Now they're joining scientific experts to denounce Mexican President Claudia Sheinbaum's proposal to expand fracking.
The president presented experts in her Wednesday morning press conference who will analyze strategies for extracting natural gas through hydraulic fracturing.
The proposal is part of the left-leaning government's plan to reduce the country's outsized dependence on US fossil fuels, which represents up to 70 percent of oil consumed in Mexico.
Sheinbaum's plan represents a sharp turn from the policy of her predecessor and mentor, Andres Manuel Lopez Obrador (2018-2024), who roundly opposed the controversial practice.
Sheinbaum told journalists the plan to push fracking isn't final, and that it hinges on expert opinion and consulting communities where the project will be implemented.
"We're going to make the decision on the basis of scientific knowledge, not a decision from the president," she said.
Fracking entails extracting natural gas and petroleum from subterranean bedrock.
The process is criticized for using industrial quantities of water to break open rocks, as well as causing chemical contamination and provoking micro-earthquakes.
It's performed in already depleted oil or gas fields as well as unconventional basins as deep as 5,000 meters (16,400 feet) beneath the Earth's surface.
Mexico's government is following the path the United States paved over 15 years ago, when fracking helped transform it into the world's largest producer of petroleum and gas.
Until 2019, Mexico made limited hydraulic fracturing explorations in about 30 non-conventional wells.
However, it also had around 8,500 conventional wells which were extracted through the same means, Manuel Llano, a member of the NGO Mexican Alliance against Fracking, told AFP.
- 'The land is infertile' -
Veracruz is Mexico's top citrus-producing region -- as well as the heart of the state oil company, Pemex.
Locals now blame the company's use of conventional, close-to-the-surface fracking for drying up lime and orange plantations, contaminating the water and damaging the soil.
"The citrus trees have dried up thanks to the soil becoming infertile, you can't produce corn, you can't produce anything," Gloria Dominguez, a resident of the Papantla municipality, said.
In the neighboring community of Coatzintla, Galdino Garcia Juarez says the water started running dry when conventional surface-level fracking started in 2005.

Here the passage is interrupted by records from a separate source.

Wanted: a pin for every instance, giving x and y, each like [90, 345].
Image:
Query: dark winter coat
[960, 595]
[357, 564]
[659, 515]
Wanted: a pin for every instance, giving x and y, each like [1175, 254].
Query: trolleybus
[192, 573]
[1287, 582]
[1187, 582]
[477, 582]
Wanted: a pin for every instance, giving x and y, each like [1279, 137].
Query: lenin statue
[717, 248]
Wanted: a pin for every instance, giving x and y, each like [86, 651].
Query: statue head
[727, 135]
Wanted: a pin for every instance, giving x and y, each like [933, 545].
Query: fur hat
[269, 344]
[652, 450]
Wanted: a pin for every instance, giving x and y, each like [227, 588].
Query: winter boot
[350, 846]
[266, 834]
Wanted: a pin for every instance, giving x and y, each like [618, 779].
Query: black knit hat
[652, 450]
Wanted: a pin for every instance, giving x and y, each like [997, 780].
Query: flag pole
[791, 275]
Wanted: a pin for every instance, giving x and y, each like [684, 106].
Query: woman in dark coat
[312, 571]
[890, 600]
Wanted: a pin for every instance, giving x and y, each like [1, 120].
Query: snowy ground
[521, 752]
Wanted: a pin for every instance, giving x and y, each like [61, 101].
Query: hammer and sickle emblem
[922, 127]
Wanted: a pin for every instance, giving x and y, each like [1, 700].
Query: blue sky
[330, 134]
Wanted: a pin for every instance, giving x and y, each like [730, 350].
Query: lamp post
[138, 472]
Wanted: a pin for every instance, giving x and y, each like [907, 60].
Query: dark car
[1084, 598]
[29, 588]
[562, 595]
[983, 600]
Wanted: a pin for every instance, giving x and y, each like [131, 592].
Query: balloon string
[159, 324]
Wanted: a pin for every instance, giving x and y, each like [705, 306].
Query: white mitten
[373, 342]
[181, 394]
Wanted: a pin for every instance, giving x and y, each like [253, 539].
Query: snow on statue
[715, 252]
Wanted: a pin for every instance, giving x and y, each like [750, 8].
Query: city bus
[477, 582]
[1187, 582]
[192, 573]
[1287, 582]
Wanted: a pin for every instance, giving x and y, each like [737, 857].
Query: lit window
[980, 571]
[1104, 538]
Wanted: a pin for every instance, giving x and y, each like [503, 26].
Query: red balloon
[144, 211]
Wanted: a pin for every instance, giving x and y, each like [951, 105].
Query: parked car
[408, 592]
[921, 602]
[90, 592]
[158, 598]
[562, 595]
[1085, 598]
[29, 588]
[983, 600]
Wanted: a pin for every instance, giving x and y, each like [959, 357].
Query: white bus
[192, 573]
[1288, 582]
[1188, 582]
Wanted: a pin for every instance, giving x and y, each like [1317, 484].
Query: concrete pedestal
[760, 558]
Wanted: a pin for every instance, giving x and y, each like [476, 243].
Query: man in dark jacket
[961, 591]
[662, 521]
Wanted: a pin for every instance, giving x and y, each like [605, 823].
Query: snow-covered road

"It used to be normal to see rainwater piling up, we never ran out of water," he told AFP in front of several oil wells.
"Ever since they started exploring and breaking open the soil" the water doesn't pool on the surface, he said.
One result has been that his animals no longer drink water from the creek.
Sheinbaum has sought to convey that "there are new techniques, new technologies" so that water can be recycled and so "powerful chemicals aren't used."
Pemex didn't respond to AFP's requests for comment on the project.
- Costly technology -
Experts argue that highly salinated water filtered through shattered rocks can be made drinkable again, though only through expensive new technology.
Fracking is "four times more expensive than using a traditional oil well," Llano explained.
"When you consider the price of petroleum and gas, the prices aren't profitable on the market."
In Latin America, Argentina and Chile have overseen limited fracking, while Colombia is seeking to ban it.
France and Germany have banned the practice, while the United Kingdom established a moratorium aimed towards fully ending it.
Sheinbaum argues that fracking can help establish Mexico's energy independence.
"Pemex doesn't have money, nor technology, knowledge, or experience," Rosanety Barrios, an independent energy consultant, told AFP.
The country needs people with fracking experience, she said.
"Who does? Of course, people from the United States," Barrios pointed out, adding that she thinks it's only a matter of waiting for legal authorization before fracking interests say "yes, we're coming."